In an application filed last week in the U.S. District Court for the District of Columbia, the eight officers asked the court to disclose certain materials obtained through the grand jury investigation for use in their lawsuit against Trump.
The requested materials are necessary because the officers say their information requests are being stonewalled. Such information includes Trump’s communications with “his non-governmental conspirators,” materials relating to the fundraising, planning, and promotion efforts from the Jan. 6, 2021, “Save America Rally,” and materials from some eyewitnesses of the Capitol attack.

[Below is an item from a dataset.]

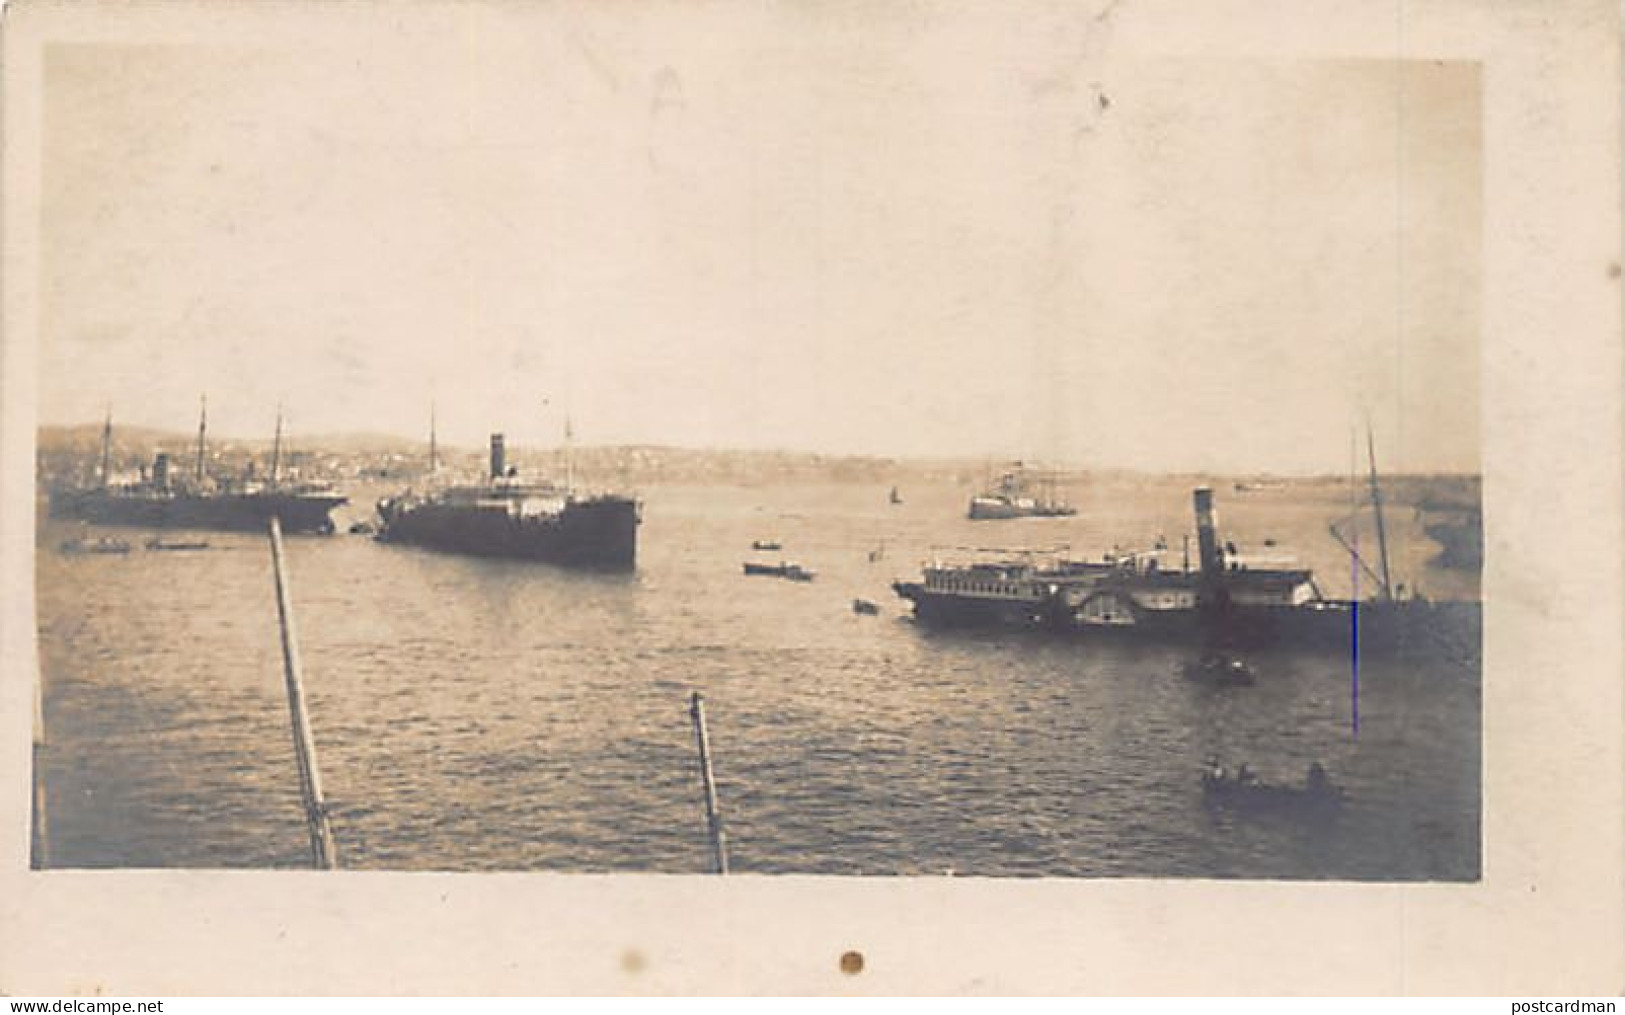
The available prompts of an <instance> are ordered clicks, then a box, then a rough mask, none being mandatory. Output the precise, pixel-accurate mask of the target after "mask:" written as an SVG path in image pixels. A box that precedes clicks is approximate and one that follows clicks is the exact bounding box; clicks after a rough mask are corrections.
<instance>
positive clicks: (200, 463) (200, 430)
mask: <svg viewBox="0 0 1625 1015" xmlns="http://www.w3.org/2000/svg"><path fill="white" fill-rule="evenodd" d="M206 434H208V395H198V460H197V466H195V469H193V477H195V479H197V481H198V484H200V486H202V484H203V447H205V445H203V440H205V435H206Z"/></svg>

The plaintiffs in the case are asking the court to release the materials because they have been unable to secure them through normal channels of discovery from multiple Trump-related organizations and individuals.
In the underlying case, Trump and others are accused of having “conspired to incite an assembled crowd to march upon and enter” the national legislative seat of government that fateful day. The lawsuit is premised on the Ku Klux Klan Act of 1871, a federal law barring mob violence directed at federal officials.

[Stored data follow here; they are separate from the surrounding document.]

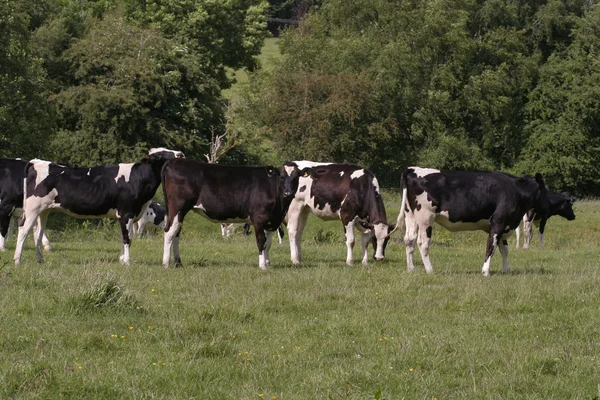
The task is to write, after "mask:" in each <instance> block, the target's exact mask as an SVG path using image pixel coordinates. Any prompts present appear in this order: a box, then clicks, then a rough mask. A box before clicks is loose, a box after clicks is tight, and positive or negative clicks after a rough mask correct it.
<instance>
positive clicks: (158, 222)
mask: <svg viewBox="0 0 600 400" xmlns="http://www.w3.org/2000/svg"><path fill="white" fill-rule="evenodd" d="M166 215H167V209H166V208H165V207H164V206H163V205H160V204H159V203H155V202H152V203H150V204H149V205H148V207H146V210H145V211H144V212H143V213H142V216H141V218H140V219H138V220H137V222H136V223H135V224H134V228H133V230H134V232H136V233H137V237H138V239H141V238H142V235H143V234H144V229H145V228H146V226H147V225H148V224H150V225H151V226H154V227H158V228H164V226H165V216H166Z"/></svg>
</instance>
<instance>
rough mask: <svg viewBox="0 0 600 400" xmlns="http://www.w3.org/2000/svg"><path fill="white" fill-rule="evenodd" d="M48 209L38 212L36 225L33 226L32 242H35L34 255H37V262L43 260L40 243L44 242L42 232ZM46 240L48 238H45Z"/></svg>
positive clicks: (44, 228) (45, 228)
mask: <svg viewBox="0 0 600 400" xmlns="http://www.w3.org/2000/svg"><path fill="white" fill-rule="evenodd" d="M49 213H50V211H49V210H46V211H44V212H42V213H41V214H40V216H39V217H38V218H36V222H37V224H36V226H35V228H34V236H33V237H34V242H35V255H36V256H37V260H38V262H39V263H43V262H44V255H43V254H42V243H43V242H44V239H43V238H44V237H46V234H45V233H44V232H45V230H46V222H47V221H48V214H49ZM46 240H48V238H46Z"/></svg>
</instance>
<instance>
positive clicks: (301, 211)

The various plaintiffs allege the defendants are civilly liable for what transpired and seek compensatory damages in the consolidated series of lawsuits. The current and former officers include Conrad Smith, Danny McElroy, Byron Evans, Governor Latson, Melissa Marshall, Michael Fortune, Jason DeRoche, and Reginald Cleveland.
According to the 12-page filing, the release of grand jury material may be the only manner through which the applicants can obtain information vital to their case because several entities and individuals close to Trump have “engaged in deficient discovery.”
For example, applicants claim that in response to a subpoena for “fundraising and coordination efforts,” the Save America PAC produced a single document: the location permit for the Rally.
“After Applicants requested that it run additional search terms or custodians, the PAC maintained it had no further responsive documents despite its role as a fundraising PAC,” the filing states. “Trump Victory and Make America Great Again Committee are also two fundraising PACs that purport to have not a single document responsive to Applicants’ subpoenas. Despite months of efforts on the part of counsel there has been no progress. These assertions defy credulity: Defendant Trump’s campaign entities very publicly fundraised based on the ‘Big Lie’ that Defendant Trump had won the election, or otherwise worked on the false electors scheme, which inflamed sentiments culminating in the January 6 Attack”
Additionally, the officers allege that several individuals involved with Trump, including Rudy Giuliani, Dan Scavino, and Caroline Wren have spent “months or even more than a year” refusing to respond to subpoenas in the civil case.
“There has been no indication that these third parties will respond to the discovery requests,” the filing states. “Therefore, Applicants seek disclosure to prevent the injustice of being denied their crucial documents and testimony.”
The applicants argue that the grand jury material is relevant because their civil case against Trump and the federal criminal case against Trump are “based on substantially the same underlying facts.”
“Disclosure is proper here because Smith v. Trump and the grand jury proceedings in United States v. Trump plainly overlap, as both allege Defendant Trump engaged in unlawful conduct based on the same underlying events,” the applicants wrote in the 12-page filing. “As there is no dispute that the Smith v. Trump is a judicial proceeding, the Court is authorized to direct disclosure upon a showing that there is a connection between the two proceedings.”
Additionally, while the particularized grand jury materials they are seeking would typically be kept confidential, Trump’s reelection last month led to the dismissal of the federal criminal cases he was facing, thereby greatly reducing the need for the grand jury materials to remain secret.